C'est ce moment que le gouvernement belge reçut communication de l'amendement français à la formule qu'il avait proposée et que, tandis qu'on agitait la question de savoir s'il fallait résister encore, l’avis du cabinet de Londres fit pencher pour l’acceptation. Lord Lyons, apprit-on, n'avait pas dissimulé au gouvernement français qu'il jugeait sa formule digne d'approbation. M. de La Guéronnière invoqua auprès de Frère-Orban l'opinion favorable de l'ambassadeur anglais à Paris. Enfin le baron Beyens télégraphia qu'en cas de refus, une rupture était imminente et qu'il fallait redouter un ultimatum. Dans ces conditions aucune hésitation n'était permise. Frère Orban tint à marquer, dans une lettre à M. Savile Lumley, que l'adhésion de la Belgique était « un témoignage de déférence pour les conseils du gouvernement anglais » (16 mars). Et le 23 mars, la déclaration qui constatait l'accord des cabinets de Bruxelles et de Paris fut arrêtée dans les termes que voici :

« La présentation et le vote de la loi du 23 février, sur les cessions de concessions de chemins de fer, ont donné lieu, en France, à des appréciations au sujet desquelles le gouvernement du Roi s'est fait un devoir de transmettre à Paris des explications d'une loyale et complète franchise. Afin de se donner un mutuel témoignage de leurs dispositions cordiales et conciliantes, et dans le désir de concilier les intérêts des deux pays, les gouvernements français et belge se (page 230) sont entendus pour instituer une commission mixte qui sera chargée d'examiner les diverses questions économiques que font naître, soit les rapports existants, soit de récents projets de traités de cession d'exploitations, et dont la solution serait de nature à développer les relations commerciales et industrielles entre les deux pays. » Le texte fut publié simultanément le 27 mars par le Moniteur belge et le Moniteur universel.

On avait certes fait un pas vers l'entente. On en était encore loin cependant. La déclaration était muette sur deux points essentiels, la composition de la commission et le programme de ses délibérations.

Frère ne s'en effrayait pas. Il avait même, dans un entretien avec M. de La Guéronnière, émis l'avis qu'il valait mieux laisser ces questions provisoirement en suspens. Un problème délicat restait ainsi à discuter et à résoudre. Il s'offrit à aller en personne le débattre à Paris. M. de La Guéronniére l'y avait en quelque sorte invité lors de sa visite du 23 février. L'idée l'avait séduit.

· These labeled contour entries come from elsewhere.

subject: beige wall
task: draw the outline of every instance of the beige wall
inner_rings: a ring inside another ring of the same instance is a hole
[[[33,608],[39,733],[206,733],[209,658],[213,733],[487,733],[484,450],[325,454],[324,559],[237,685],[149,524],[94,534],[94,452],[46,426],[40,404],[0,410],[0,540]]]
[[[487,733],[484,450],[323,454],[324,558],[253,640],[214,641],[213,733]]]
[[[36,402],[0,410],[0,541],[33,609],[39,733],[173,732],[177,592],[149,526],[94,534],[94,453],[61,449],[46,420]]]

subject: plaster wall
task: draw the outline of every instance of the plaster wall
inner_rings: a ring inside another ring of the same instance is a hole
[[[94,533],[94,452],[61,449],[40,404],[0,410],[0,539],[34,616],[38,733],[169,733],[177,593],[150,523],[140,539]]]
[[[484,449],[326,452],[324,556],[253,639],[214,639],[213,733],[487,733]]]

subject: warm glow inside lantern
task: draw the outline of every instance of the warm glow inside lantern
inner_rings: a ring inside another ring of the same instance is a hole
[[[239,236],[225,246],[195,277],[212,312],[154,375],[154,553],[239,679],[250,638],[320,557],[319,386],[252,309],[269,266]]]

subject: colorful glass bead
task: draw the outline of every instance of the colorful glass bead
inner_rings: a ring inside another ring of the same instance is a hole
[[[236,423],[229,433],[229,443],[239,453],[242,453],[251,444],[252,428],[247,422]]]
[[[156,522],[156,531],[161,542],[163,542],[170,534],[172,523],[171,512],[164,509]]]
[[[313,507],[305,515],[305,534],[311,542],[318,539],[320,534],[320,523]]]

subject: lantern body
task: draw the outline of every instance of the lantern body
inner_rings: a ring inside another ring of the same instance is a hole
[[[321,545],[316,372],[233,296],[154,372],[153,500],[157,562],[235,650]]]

Il l'avait retournée, méditée ; il s'y attacha le jour où il dut subir la formule française ; celle-ci n'empêcherait pas la commission, grâce à d'ingénieuses interprétations, de mettre en cause les conventions et avec elles les actes mêmes du gouvernement belge ; et c'est ce qu'il fallait éviter, ce qu'il voulait prévenir. Dans une nouvelle conversation avec M. de La Guéronnière, la veille de l'accord, il se montra disposé à aller causer avec M. de Valette et M. Rouher du programme de la commission. Le diplomate français approuva le projet à titre personnel, ajoutant qu'il ne savait ce que son gouvernement en penserait, mais qu'il espérait le lui voir accueillir. Le cabinet de Paris, pressenti, se hâta de donner son agrément. Et le départ de Frère-Orban fut aussitôt résolu.

Une seconde négociation va s'ouvrir loin de Bruxelles ; elle s'agitera dans le cabinet de Napoléon et de ses ministres et mettra Frère-Orban en contact avec les figures les plus brillantes du monde impérial. Elle durera près d'un mois ; incertaine d'abord et ballottée, puis rejetée par les vents contraires en pleine tempête, elle échappera à peine au naufrage ; finalement, pilotée d'une main robuste et poussée par une fortune meilleure, elle touchera victorieusement au but entrevu dès les premiers jours, et poursuivi sans peur, des écueils et des orages.